I mentioned in a previous post that I had been fortunate enough to get a ride on a heritage bus tour of Southampton's docks. This is approaching Dock Gate 10 to what were called the New Docks and at the time was owned by Southern Railways.
Beyond the gate is the Rank Hovis Flour Mill. The mills, completed in October 1934, heralded the beginning of a new commercial life for Southampton Docks. It was the first building constructed on the reclaimed land, set aside by Southampton Railways for industrial development that was to establish Southampton as a major centre of industry and commerce.

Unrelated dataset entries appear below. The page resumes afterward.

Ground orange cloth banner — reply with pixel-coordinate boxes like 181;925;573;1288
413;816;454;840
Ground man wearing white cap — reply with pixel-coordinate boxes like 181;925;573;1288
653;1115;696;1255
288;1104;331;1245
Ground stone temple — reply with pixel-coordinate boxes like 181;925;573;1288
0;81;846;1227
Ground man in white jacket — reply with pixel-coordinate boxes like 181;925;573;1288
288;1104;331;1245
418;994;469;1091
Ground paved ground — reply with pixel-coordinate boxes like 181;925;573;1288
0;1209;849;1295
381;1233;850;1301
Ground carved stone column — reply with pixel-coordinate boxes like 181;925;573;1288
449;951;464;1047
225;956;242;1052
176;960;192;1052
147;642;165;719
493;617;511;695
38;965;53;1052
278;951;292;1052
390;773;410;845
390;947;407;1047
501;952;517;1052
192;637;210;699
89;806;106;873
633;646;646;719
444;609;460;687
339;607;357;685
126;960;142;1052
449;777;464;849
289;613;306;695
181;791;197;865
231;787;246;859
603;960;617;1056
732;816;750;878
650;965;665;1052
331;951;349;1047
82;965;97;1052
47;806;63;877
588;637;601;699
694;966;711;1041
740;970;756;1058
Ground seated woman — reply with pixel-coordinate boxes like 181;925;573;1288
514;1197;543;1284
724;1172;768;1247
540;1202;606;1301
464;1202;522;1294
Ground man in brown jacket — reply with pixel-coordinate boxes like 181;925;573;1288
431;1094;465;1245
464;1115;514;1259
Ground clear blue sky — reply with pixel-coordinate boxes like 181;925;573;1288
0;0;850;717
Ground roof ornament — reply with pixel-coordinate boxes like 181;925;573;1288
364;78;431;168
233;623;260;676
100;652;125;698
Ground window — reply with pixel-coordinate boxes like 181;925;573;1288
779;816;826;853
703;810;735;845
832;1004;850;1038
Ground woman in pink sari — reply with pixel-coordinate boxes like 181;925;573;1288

The construction of the mill was very much due to the drive and business acumen of Joseph Rank – the founder of Rank Hovis McDougall. In the early 1930s he proposed building a mill at Southampton, which was met with short shrift by his codirectors who did not think it necessary. Unperturbed he defiantly said to his colleagues “Very Well, I’ll do it on my own” and, losing no time, he secured a site on the Southern Railway New Docks estate and set about building the most modern flour mill in the country
The "New Docks" opened in 1934; this was actually a single quay 7,542 ft (2.299 km) along with 400 acres of associated reclaimed land. At the western end of this was the seventh dry dock, the King George V Graving Dock, which opened in July 1933. The New Docks could accommodate the Queen Mary or the RMS Queen Elizabeth, the largest passenger ship to be built for 56 years. The New Docks are currently known as the Western Docks. West of the dry dock, a container port was developed from 1969–1997 in response to the increased use of containers.